Chi sono le donne che lavorano in Francia ed in Italia?
Stando ai dati dell’Indagine Labour Force Survey del 2011, in entrambi i paesi, il tasso di occupazione delle donne senza figli è sistematicamente superiore di quello delle donne con figli. In Italia però, la situazione sembra più drammatica poiché, nella fascia di età compresa tra i 25 e i 49 anni, lavorano il 76% delle donne senza figli, contro 55% delle donne con figli. In Francia, invece, tali percentuali raggiungono l’81% nel primo caso e il 74% nel secondo.

oltre, in Italia, il tasso di occupazionefemminile risulta influenzato dalla grandezza della famiglia: esso decresce all’aumentare del numero di figli. In Francia, invece, l’occupazione femminile varia solo marginalmente in presenza di uno o due figli nel nucleo. Tuttavia, in entrambi i paesi, vivere in un nucleo famigliare composto da tre figli o più, mette in serio pericolo l’attività professionale delle donne. In Italia, infatti, nella fascia di età 25-49 anni, solo il 42% delle donne con tre figli sono attive occupate, tale percentuale aumenta a 60% in Francia.
Benché in Italia esista un’opinione negativa rispetto al lavoro femminile in presenza di figli piccoli, il tasso di occupazione delle donne con figli in età prescolare è inferiore di soli 6 punti percentuali rispetto a quello delle donne senza figlia di età inferiore ai sei anni (61% contro 55%). In Francia, invece, a fronte di un’opinione positiva sul lavoro femminile durante tutte le fasi del ciclo di vita, il tasso di occupazione diminuisce profondamente in presenza di figli piccoli (80% delle donne senza figli di meno di sei anni sono attive occupate, contro 66% delle madri con figli di meno di sei anni). In questo paese, infatti, esistono delle misure per la conciliazione famiglia-lavoro che permettono a donne (e uomini) di cessare – momentaneamente – la loro attività professionale.

Per concludere
In un contesto europeo in cui si promuove l’occupazione femminile non si possono ignorare le conseguenze dell’arrivo dei figli sull’attività professionale delle donne.
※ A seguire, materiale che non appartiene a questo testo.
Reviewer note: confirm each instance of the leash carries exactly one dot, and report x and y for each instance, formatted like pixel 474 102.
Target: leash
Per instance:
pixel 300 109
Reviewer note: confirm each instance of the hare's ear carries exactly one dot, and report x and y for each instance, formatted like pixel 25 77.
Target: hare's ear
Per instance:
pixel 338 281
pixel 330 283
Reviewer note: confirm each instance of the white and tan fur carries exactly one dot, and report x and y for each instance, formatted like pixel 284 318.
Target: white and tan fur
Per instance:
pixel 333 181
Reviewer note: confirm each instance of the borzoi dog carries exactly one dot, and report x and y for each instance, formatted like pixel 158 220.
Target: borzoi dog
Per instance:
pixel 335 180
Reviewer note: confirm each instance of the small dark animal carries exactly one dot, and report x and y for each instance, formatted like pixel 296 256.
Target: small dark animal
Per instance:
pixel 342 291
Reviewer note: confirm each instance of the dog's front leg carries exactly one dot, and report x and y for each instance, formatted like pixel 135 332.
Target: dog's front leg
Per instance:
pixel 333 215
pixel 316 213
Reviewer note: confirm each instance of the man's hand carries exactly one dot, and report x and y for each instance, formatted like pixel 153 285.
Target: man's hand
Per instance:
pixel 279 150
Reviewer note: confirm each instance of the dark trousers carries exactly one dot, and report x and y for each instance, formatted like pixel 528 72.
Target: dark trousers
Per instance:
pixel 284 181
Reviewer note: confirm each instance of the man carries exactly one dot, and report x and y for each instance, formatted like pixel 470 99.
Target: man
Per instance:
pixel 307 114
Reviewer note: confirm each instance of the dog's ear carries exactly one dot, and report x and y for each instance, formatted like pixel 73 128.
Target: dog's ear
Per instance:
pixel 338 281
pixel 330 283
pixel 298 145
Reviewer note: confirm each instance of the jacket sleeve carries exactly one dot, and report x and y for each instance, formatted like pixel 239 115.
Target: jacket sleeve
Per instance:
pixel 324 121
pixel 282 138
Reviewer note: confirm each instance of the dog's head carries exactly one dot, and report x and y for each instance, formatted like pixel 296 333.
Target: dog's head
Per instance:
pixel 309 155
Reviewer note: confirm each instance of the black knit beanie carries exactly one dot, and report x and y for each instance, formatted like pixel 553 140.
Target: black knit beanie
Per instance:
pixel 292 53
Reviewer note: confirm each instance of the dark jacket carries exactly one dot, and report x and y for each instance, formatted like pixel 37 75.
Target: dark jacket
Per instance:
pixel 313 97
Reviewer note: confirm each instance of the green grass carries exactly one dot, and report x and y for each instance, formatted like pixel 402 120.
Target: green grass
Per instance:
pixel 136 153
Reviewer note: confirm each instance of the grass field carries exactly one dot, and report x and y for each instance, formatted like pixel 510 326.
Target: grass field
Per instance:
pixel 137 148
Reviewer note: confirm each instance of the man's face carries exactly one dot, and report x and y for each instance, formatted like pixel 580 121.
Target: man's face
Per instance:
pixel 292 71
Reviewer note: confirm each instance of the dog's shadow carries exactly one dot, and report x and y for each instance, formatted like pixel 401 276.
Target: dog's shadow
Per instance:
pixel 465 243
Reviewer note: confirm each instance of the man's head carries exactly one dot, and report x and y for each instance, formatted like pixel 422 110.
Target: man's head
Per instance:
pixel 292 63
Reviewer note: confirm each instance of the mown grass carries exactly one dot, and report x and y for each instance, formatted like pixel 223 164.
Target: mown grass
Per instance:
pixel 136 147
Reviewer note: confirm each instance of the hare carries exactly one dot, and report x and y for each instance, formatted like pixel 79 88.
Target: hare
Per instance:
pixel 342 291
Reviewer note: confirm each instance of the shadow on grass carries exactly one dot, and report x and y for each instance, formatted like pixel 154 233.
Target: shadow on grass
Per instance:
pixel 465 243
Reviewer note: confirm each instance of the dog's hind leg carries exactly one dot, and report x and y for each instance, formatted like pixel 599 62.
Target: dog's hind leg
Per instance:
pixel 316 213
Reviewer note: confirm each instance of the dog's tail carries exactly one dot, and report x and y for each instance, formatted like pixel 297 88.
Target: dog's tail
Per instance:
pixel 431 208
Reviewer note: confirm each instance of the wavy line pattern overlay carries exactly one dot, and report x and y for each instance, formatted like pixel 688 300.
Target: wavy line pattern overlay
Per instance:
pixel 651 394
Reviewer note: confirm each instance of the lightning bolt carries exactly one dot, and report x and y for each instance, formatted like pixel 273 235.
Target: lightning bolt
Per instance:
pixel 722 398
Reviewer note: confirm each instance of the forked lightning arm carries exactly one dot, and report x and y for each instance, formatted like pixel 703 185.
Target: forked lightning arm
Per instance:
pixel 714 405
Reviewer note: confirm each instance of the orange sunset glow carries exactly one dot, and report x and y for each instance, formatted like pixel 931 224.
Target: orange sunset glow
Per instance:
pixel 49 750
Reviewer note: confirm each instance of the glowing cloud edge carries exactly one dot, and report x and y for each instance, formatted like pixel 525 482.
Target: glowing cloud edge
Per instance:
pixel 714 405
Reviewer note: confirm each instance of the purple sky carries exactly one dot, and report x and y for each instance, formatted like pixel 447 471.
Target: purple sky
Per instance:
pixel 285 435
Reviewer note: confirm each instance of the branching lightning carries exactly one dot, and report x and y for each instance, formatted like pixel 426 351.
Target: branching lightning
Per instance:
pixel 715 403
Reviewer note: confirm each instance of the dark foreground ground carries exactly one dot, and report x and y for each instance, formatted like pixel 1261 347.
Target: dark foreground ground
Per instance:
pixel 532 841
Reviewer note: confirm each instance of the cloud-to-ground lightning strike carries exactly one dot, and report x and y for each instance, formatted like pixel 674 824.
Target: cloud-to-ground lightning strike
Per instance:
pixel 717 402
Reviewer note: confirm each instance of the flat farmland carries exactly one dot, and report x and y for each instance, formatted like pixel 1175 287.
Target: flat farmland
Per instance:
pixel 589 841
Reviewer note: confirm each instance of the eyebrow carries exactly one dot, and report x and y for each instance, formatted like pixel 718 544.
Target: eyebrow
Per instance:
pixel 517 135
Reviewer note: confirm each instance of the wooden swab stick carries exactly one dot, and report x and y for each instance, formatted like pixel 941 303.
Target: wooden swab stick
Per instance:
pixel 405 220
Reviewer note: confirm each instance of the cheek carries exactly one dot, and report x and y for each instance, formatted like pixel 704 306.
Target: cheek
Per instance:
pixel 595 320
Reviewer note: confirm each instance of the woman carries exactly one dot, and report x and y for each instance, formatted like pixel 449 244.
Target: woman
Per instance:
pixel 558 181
Se da un lato, infatti, l’Italia fatica a raggiungere l’obiettivo, sancito dal trattato di Lisbona, di un’occupazione femminile al 60%, si nota che anche in Francia, paese assai più performante, l’occupazione delle donne sia ancora sensibile all’età e al numero di figli presenti nel nucleo famigliare. E’ per questo motivo che appare auspicabile una maggiore condivisione delle responsabilità familiari e professionali tra le donne e gli uomini in entrambi i paesi.

Riferimenti bibliografici
ISTAT, 2012, Noi Italia, 100 statistiche per capire il paese in cui viviamo, www.istat.it
OECD, 2011, Doing better for families. Paris: OECD Publishing.